In 2022, overall export value increased by 19.3% compared to the previous year, while import value rose by 28.2%, leading to a deterioration of the trade balance by €10,216 million, resulting in a deficit of €8,593 million compared to a surplus of €1,623 million a year earlier. The drastic increase in energy and raw material prices last year significantly worsened the terms of trade. The energy balance alone contributed €9,791 million to the deterioration of the trade balance in the previous year.
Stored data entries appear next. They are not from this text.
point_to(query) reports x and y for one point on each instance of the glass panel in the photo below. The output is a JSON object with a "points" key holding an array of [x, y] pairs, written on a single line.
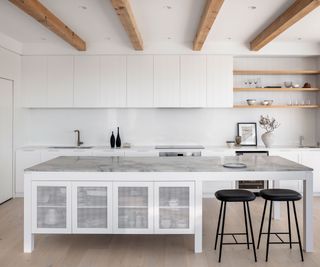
{"points": [[51, 196], [92, 218], [174, 196], [92, 196], [170, 218], [133, 218], [51, 217], [133, 196]]}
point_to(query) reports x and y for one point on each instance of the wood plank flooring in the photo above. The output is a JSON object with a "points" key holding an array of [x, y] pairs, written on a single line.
{"points": [[149, 250]]}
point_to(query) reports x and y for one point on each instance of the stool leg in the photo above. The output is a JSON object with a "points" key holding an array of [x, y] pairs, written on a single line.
{"points": [[262, 220], [218, 226], [222, 230], [269, 228], [289, 224], [252, 237], [246, 223], [298, 232]]}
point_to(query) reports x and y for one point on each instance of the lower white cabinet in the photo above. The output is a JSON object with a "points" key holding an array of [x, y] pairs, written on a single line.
{"points": [[92, 207], [174, 207], [51, 207], [133, 207]]}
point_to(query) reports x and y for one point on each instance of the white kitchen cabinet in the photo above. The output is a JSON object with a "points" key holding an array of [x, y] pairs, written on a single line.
{"points": [[312, 160], [34, 81], [209, 188], [140, 81], [293, 156], [51, 207], [113, 81], [92, 207], [87, 81], [133, 207], [25, 158], [220, 81], [166, 81], [193, 81], [60, 81], [174, 207]]}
Since the end of last year, energy prices have significantly decreased, leading to improved terms of trade from spring onwards. If energy prices remain at current levels for the rest of the year, the trade balance could improve by around €8.5-9 billion due to the improved terms of trade, making a substantial contribution to the improvement of the current account balance, which can also be influenced by other factors. The improving terms of trade and potentially declining volumes could positively affect the trade balance. The significant decrease in gas consumption has resulted in gas storage levels well above the level of a year ago, reducing the need for import to fill the storage.
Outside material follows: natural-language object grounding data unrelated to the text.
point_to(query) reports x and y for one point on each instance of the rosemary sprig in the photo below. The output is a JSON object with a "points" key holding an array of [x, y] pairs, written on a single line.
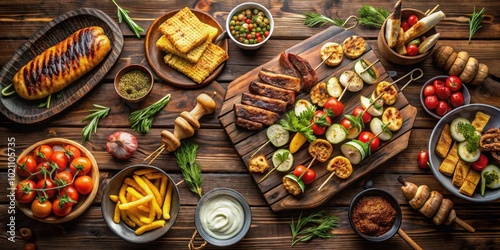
{"points": [[475, 21], [313, 19], [123, 14], [317, 224], [97, 113], [191, 170], [372, 16], [141, 120]]}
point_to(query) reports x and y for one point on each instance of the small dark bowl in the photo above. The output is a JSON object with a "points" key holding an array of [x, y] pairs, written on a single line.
{"points": [[123, 230], [127, 69], [464, 90], [247, 221], [394, 203], [393, 56]]}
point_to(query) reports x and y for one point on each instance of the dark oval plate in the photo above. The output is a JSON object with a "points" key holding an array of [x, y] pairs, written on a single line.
{"points": [[155, 56], [24, 111], [469, 112]]}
Fuel consumption has also shown a steep decline, which could significantly reduce crude oil and oil derivative imports. Electricity consumption has also decreased significantly, but the expansion of solar energy could help reduce the volume of net electricity imports. In recent months, solar power plants have reached historical peaks, and on some days, the Hungarian electricity system has become a net exporter, which could substantially decrease net electricity imports.
Outlook:
Due to the slowdown and temporary decline in investments and consumption, as well as the expected significant improvement in terms of trade, a meaningful improvement in the trade balance is expected, supported by the easing of supply problems, the resolution of the chip shortage, and the introduction of new production capacities through export improvement. However, uncertainties remain regarding energy price forecasts and unexpected volatility, but with the establishment of new industrial capacities in the coming years, the trade balance is expected to improve again. This year, the trade surplus may reach €1 billion, compared to a deficit of nearly €8.6 billion the previous year, although this figure may further improve if energy prices remain favorable. The improvement in external balance is crucial for risk assessment and potential further interest rate cuts, allowing for gradual reductions in the overnight deposit tender rate. The improving external balance can provide support to the forint, offsetting the impact of interest rate cuts.